Computational Science Community Wiki

More on Sun Grid Engine: Parallel Work

Parallel Jobs and SGE Parallel Environments

When a parallel job starts running under any batch system, a mechanism must be in place through which the batch system dictates to the job not only the compute node on which the job starts, but on which nodes further processes are started (and the number of processes on each node), i.e., tight-binding must exist. Within SGE, this mechanism is part of the parallel environment, aka the PE. The PE may also take care of creating other parts of any environment required for parallel software.

Thus, any qsub script defining a parallel job, must specify not only an SGE queue but also an SGE PE.

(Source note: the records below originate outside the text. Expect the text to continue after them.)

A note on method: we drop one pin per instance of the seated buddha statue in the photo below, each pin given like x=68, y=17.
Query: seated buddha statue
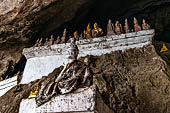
x=118, y=28
x=88, y=33
x=35, y=91
x=145, y=26
x=137, y=27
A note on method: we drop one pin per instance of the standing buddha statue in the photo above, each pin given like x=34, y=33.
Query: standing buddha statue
x=110, y=28
x=137, y=27
x=126, y=27
x=97, y=31
x=88, y=33
x=118, y=28
x=145, y=26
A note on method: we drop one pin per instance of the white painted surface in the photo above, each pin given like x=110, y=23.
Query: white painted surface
x=83, y=100
x=7, y=85
x=43, y=60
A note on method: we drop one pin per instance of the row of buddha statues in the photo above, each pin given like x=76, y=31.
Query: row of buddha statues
x=112, y=29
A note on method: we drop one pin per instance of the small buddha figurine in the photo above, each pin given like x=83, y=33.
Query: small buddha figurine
x=36, y=44
x=76, y=36
x=145, y=26
x=63, y=38
x=35, y=91
x=81, y=37
x=110, y=28
x=57, y=41
x=126, y=27
x=96, y=32
x=137, y=27
x=88, y=33
x=1, y=79
x=118, y=28
x=164, y=48
x=51, y=42
x=46, y=42
x=40, y=43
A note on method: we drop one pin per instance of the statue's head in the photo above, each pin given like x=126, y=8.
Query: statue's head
x=75, y=34
x=135, y=21
x=116, y=24
x=144, y=21
x=73, y=51
x=126, y=20
x=88, y=26
x=110, y=21
x=86, y=60
x=95, y=26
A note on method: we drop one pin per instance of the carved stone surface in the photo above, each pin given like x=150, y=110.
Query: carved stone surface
x=86, y=100
x=43, y=60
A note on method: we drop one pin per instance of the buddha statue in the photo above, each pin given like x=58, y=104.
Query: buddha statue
x=63, y=38
x=57, y=41
x=137, y=27
x=97, y=32
x=40, y=43
x=126, y=27
x=51, y=41
x=110, y=28
x=46, y=42
x=81, y=37
x=118, y=28
x=76, y=36
x=36, y=44
x=35, y=91
x=88, y=33
x=145, y=26
x=1, y=79
x=164, y=48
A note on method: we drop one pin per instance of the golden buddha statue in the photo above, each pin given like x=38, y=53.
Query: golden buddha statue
x=126, y=27
x=88, y=31
x=137, y=27
x=1, y=79
x=145, y=26
x=76, y=36
x=96, y=32
x=118, y=28
x=34, y=93
x=164, y=48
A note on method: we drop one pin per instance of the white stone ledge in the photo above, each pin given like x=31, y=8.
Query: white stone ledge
x=61, y=49
x=6, y=85
x=42, y=61
x=86, y=100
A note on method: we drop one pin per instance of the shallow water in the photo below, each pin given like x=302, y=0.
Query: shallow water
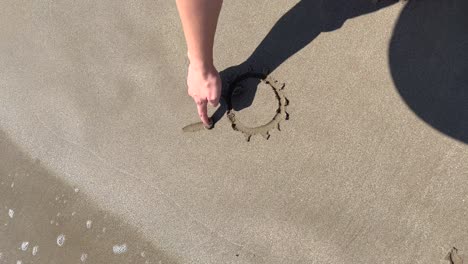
x=44, y=220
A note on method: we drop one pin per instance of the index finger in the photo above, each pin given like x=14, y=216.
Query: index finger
x=203, y=111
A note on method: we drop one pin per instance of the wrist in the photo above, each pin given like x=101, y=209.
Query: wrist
x=200, y=63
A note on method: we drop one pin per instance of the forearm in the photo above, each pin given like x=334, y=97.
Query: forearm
x=199, y=19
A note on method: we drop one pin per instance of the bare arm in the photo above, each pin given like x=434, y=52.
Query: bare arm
x=199, y=20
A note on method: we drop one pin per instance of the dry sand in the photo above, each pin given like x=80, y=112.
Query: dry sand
x=371, y=167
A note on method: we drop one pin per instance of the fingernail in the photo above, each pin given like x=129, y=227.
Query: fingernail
x=210, y=124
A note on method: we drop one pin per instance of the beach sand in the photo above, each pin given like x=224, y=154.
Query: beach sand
x=371, y=166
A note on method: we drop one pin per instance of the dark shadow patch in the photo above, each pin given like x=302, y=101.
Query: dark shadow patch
x=428, y=57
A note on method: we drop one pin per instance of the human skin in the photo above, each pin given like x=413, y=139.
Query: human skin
x=199, y=20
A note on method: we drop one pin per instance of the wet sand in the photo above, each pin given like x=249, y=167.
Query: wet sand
x=45, y=220
x=370, y=168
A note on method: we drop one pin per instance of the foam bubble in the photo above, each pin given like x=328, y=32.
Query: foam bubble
x=83, y=257
x=89, y=224
x=35, y=250
x=60, y=240
x=119, y=249
x=24, y=245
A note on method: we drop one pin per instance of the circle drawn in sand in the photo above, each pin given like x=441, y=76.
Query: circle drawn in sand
x=280, y=115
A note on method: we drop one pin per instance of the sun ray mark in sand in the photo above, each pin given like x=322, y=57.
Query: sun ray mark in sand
x=263, y=130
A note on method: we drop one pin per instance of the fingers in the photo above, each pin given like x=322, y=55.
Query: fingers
x=203, y=110
x=214, y=102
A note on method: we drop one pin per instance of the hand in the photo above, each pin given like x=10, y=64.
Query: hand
x=204, y=86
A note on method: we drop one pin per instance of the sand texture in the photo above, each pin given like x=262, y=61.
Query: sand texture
x=371, y=167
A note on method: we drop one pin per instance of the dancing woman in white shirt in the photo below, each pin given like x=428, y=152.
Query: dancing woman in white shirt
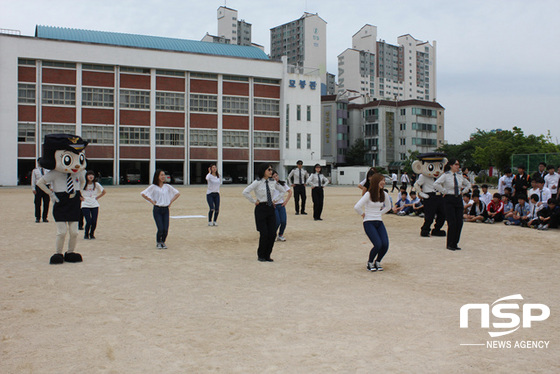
x=371, y=207
x=91, y=193
x=213, y=194
x=265, y=216
x=161, y=196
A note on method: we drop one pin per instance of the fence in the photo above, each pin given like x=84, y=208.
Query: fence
x=531, y=161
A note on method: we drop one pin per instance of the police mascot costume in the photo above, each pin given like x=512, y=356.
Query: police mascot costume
x=63, y=155
x=429, y=167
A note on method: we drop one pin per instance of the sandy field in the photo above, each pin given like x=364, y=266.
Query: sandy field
x=207, y=305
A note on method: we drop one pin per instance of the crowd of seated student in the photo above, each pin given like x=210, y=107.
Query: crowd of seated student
x=522, y=200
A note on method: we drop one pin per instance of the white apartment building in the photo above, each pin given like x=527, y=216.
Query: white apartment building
x=376, y=69
x=304, y=42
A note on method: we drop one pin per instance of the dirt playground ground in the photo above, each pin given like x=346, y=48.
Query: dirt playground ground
x=207, y=305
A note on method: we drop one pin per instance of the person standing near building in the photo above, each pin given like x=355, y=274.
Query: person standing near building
x=280, y=204
x=265, y=215
x=371, y=207
x=394, y=179
x=452, y=185
x=91, y=193
x=213, y=194
x=161, y=195
x=317, y=181
x=41, y=197
x=405, y=180
x=297, y=178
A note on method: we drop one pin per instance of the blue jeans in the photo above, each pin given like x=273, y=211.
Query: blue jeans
x=281, y=219
x=213, y=200
x=161, y=216
x=375, y=230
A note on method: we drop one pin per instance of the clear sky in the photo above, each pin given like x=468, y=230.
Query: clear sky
x=498, y=61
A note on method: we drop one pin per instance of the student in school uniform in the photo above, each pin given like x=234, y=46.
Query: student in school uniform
x=485, y=196
x=549, y=216
x=265, y=212
x=551, y=181
x=373, y=204
x=452, y=185
x=41, y=197
x=161, y=195
x=213, y=194
x=477, y=212
x=495, y=209
x=280, y=205
x=297, y=179
x=91, y=193
x=521, y=213
x=317, y=181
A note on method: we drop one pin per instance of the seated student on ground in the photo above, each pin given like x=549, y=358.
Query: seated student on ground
x=521, y=213
x=485, y=196
x=495, y=209
x=549, y=216
x=534, y=209
x=508, y=206
x=467, y=203
x=400, y=207
x=416, y=206
x=478, y=209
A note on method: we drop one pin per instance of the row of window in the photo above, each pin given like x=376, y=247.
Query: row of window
x=138, y=99
x=164, y=136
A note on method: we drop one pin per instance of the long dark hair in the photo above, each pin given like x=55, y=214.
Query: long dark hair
x=262, y=169
x=375, y=193
x=217, y=173
x=155, y=180
x=90, y=172
x=282, y=183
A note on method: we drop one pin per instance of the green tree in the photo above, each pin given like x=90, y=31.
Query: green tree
x=356, y=154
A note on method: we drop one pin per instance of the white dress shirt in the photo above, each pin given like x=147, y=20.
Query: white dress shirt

Example: OpenMPI under SGE

This is a qsub script suitable for running an OpenMPI job on Redqueen:

  #!/bin/bash

  #$ -q parallel.q
  #$ -pe orte.pe 16
      #
      # ...specify the SGE "parallel.q" queue and **also** the "orte.pe" PE...
      #

  #$ -cwd
  #$ -S /bin/bash

  export PATH=/usr/local/bin:/bin:/usr/bin:/usr/local/openmpi-1.3-gcc-gfortran/bin
  export LD_LIBRARY_PATH=/usr/local/openmpi-1.3-gcc-gfortran/lib
      #
      # ...ensure the OpenMPI-related executables and libaries can be found by
      #    the job...
      #

  mpirun -np $NSLOTS ./mynameis
      #
      # ...start the job!  "$NSLOTS" is the number of cores/processes/slots the
      #    job will use --- the value is set by the orte.pe PE.  
      #
      #    *** N.B. We have not specified a host/machinefile here --- OpenMPI picks
      #             this up automagically from the PE. ****
      #

We have specified the orte.pe PE which works with OpenMPI and specified a 16-process job (-pe orte.pe 16). The PE:

N.B. MPICH has no such automagic; the host/machine file must be specifed.

More About SGE PEs

Each parallel application needs it own, dedicated SGE PE. For example, MPICH, OpenMPI, OpenMP, Star-CD and Fluent each have their own on Man2e, Mace01 and Redqueen.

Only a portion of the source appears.